For related open-source frameworks, check repositories like oobvlm on GitHub. Sandris Dubovs V L Nav Neka
You can find the full technical details on arXiv: VL-Nav . Leverages a 3D scene graph and image memory
"Traditional robot navigation often fails when faced with complex, multi-step instructions or unknown environments, resulting in inefficient 'aimless wandering.' addresses this by intertwining neural semantic understanding with symbolic 3D scene graphs.

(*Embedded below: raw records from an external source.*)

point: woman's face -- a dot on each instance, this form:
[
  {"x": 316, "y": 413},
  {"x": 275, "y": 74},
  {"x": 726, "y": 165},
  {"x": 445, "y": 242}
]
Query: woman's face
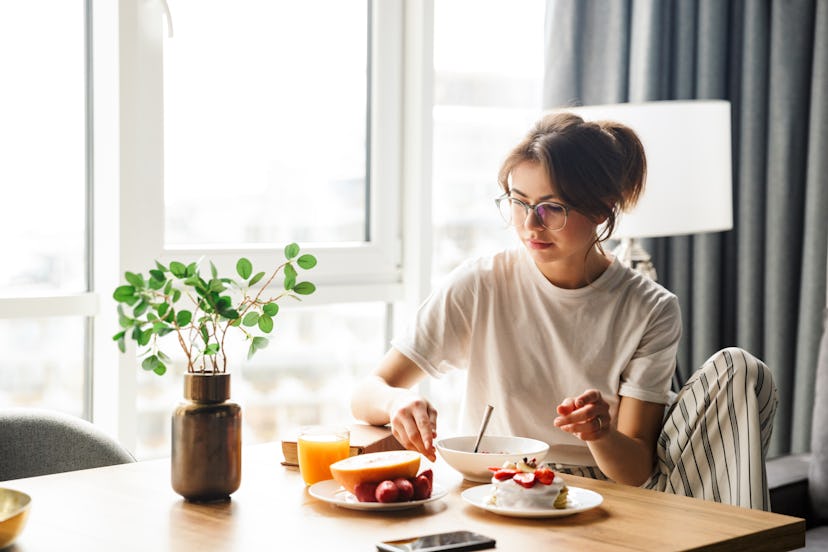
[{"x": 558, "y": 253}]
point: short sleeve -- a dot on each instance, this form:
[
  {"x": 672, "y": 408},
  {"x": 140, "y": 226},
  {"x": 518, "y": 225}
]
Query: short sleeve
[{"x": 648, "y": 375}]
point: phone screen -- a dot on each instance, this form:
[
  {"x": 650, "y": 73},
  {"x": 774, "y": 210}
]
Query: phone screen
[{"x": 456, "y": 541}]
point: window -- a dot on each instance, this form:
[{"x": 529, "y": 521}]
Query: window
[
  {"x": 43, "y": 284},
  {"x": 272, "y": 117}
]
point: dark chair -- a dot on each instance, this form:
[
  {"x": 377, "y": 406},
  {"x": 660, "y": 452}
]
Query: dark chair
[
  {"x": 799, "y": 482},
  {"x": 39, "y": 442}
]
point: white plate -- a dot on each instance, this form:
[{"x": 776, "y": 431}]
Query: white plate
[
  {"x": 577, "y": 500},
  {"x": 331, "y": 491}
]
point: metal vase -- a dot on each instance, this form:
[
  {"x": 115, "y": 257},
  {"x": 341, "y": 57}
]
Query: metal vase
[{"x": 206, "y": 440}]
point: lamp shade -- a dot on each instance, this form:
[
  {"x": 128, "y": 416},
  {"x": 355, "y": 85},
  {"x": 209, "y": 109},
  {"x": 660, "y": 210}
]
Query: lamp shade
[{"x": 689, "y": 180}]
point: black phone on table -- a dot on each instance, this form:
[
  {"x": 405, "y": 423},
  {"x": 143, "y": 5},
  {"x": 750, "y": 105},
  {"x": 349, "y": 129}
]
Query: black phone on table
[{"x": 455, "y": 541}]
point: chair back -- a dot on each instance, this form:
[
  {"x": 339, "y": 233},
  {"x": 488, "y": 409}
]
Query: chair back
[{"x": 38, "y": 442}]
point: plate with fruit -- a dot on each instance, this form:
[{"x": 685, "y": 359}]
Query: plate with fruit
[{"x": 379, "y": 481}]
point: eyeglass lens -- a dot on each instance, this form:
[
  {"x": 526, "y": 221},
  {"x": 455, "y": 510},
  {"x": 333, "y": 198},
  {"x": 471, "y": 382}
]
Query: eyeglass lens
[{"x": 550, "y": 215}]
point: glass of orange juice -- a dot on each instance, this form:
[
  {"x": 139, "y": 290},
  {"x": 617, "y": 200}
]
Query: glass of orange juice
[{"x": 318, "y": 447}]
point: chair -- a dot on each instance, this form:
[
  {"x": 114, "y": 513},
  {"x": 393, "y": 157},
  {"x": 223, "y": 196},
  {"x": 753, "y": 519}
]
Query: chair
[
  {"x": 799, "y": 482},
  {"x": 39, "y": 442}
]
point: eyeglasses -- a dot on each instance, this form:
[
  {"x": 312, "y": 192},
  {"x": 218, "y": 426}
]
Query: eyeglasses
[{"x": 551, "y": 216}]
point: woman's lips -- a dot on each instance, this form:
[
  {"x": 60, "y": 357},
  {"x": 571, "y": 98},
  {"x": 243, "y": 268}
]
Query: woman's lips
[{"x": 534, "y": 244}]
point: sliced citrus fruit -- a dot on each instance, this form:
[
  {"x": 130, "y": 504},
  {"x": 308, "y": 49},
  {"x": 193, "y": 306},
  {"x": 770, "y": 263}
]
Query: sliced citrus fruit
[{"x": 375, "y": 466}]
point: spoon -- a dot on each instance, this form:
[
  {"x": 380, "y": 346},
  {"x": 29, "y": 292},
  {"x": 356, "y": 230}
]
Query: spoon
[{"x": 486, "y": 416}]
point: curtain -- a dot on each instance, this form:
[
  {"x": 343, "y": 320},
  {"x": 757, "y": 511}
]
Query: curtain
[{"x": 760, "y": 286}]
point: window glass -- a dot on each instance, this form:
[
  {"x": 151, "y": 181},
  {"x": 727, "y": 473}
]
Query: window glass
[
  {"x": 42, "y": 175},
  {"x": 488, "y": 63},
  {"x": 304, "y": 376},
  {"x": 265, "y": 122},
  {"x": 43, "y": 363}
]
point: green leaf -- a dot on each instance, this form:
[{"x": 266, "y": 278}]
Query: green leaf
[
  {"x": 306, "y": 261},
  {"x": 163, "y": 309},
  {"x": 257, "y": 344},
  {"x": 150, "y": 363},
  {"x": 136, "y": 280},
  {"x": 122, "y": 294},
  {"x": 140, "y": 308},
  {"x": 265, "y": 323},
  {"x": 255, "y": 279},
  {"x": 304, "y": 288},
  {"x": 145, "y": 337},
  {"x": 183, "y": 317},
  {"x": 178, "y": 269},
  {"x": 229, "y": 314},
  {"x": 156, "y": 284},
  {"x": 216, "y": 285},
  {"x": 244, "y": 268},
  {"x": 290, "y": 276},
  {"x": 291, "y": 250}
]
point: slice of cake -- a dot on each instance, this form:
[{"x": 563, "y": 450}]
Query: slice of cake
[{"x": 525, "y": 484}]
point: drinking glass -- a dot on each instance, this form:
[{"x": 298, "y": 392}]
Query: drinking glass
[{"x": 318, "y": 448}]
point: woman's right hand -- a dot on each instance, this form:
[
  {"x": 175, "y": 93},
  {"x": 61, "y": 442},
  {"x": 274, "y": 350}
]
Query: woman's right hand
[{"x": 414, "y": 423}]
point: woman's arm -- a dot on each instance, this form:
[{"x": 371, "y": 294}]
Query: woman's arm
[
  {"x": 626, "y": 452},
  {"x": 386, "y": 396}
]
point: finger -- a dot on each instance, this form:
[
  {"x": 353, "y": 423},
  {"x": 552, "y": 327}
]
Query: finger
[
  {"x": 590, "y": 396},
  {"x": 566, "y": 407}
]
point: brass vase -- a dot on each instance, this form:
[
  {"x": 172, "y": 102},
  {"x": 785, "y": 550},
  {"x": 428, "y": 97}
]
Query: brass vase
[{"x": 206, "y": 440}]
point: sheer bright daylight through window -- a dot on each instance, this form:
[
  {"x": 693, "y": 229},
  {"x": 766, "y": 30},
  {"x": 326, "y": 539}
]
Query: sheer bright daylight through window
[
  {"x": 488, "y": 74},
  {"x": 43, "y": 179},
  {"x": 225, "y": 130}
]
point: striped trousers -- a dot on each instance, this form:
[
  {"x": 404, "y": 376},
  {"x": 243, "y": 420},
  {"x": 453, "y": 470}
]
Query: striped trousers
[{"x": 716, "y": 433}]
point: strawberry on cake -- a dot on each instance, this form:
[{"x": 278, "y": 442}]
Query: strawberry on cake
[{"x": 525, "y": 484}]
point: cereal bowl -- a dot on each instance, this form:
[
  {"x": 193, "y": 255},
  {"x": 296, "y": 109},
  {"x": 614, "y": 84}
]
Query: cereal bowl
[
  {"x": 14, "y": 509},
  {"x": 493, "y": 451}
]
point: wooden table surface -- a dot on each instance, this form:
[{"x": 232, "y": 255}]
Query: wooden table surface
[{"x": 132, "y": 507}]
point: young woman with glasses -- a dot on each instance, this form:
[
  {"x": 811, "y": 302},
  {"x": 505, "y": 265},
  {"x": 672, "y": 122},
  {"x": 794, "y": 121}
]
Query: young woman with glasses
[{"x": 570, "y": 346}]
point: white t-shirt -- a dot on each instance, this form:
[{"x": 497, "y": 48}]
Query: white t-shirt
[{"x": 528, "y": 344}]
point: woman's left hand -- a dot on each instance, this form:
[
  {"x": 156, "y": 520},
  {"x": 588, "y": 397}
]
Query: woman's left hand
[{"x": 585, "y": 416}]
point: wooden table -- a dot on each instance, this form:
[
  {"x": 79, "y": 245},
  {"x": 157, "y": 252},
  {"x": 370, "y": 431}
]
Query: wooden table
[{"x": 132, "y": 507}]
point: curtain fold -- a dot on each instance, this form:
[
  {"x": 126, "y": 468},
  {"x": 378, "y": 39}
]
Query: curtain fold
[{"x": 762, "y": 285}]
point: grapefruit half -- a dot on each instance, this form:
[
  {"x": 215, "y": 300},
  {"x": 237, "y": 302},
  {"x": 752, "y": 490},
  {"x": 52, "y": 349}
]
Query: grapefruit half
[{"x": 375, "y": 467}]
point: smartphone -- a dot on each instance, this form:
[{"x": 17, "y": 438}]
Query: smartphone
[{"x": 455, "y": 541}]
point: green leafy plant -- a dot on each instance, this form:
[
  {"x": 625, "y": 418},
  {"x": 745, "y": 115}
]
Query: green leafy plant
[{"x": 201, "y": 310}]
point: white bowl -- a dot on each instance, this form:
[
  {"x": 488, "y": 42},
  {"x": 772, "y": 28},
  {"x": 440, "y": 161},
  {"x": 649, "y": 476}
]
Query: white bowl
[{"x": 493, "y": 451}]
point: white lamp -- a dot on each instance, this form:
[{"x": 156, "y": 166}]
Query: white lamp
[{"x": 689, "y": 181}]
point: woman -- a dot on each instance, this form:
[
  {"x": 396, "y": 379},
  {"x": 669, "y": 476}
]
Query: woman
[{"x": 569, "y": 346}]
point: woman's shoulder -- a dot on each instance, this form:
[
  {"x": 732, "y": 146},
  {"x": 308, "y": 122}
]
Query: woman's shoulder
[{"x": 639, "y": 287}]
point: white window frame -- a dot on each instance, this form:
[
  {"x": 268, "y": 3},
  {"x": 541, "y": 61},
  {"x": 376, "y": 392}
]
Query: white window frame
[{"x": 128, "y": 181}]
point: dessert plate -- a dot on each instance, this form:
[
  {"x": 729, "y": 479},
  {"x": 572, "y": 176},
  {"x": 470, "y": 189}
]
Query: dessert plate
[
  {"x": 331, "y": 491},
  {"x": 577, "y": 500}
]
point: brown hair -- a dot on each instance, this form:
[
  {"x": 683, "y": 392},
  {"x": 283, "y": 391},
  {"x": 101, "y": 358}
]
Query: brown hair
[{"x": 598, "y": 167}]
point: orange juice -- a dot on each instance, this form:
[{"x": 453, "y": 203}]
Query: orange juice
[{"x": 318, "y": 448}]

This allows the robot to decompose abstract commands—like finding a waterproof jacket based on a rain report—into logical navigation goals." 2. Key Technical Features (Good for Specs) "Traditional robot navigation often fails when faced with
Proven to navigate successfully across different floors and transitions (e.g., using elevators or stairs) in complex building layouts. 3. Performance Summary (Good for Validation)
View demonstrations on robots like the Unitree G1 and Go2 at the SAIR Lab Project Page .
Uses a CVL (Curiosity-driven Vision-Language) score to prioritize exploring unknown areas that align with human descriptions.
Sorry, the comment form is closed at this time.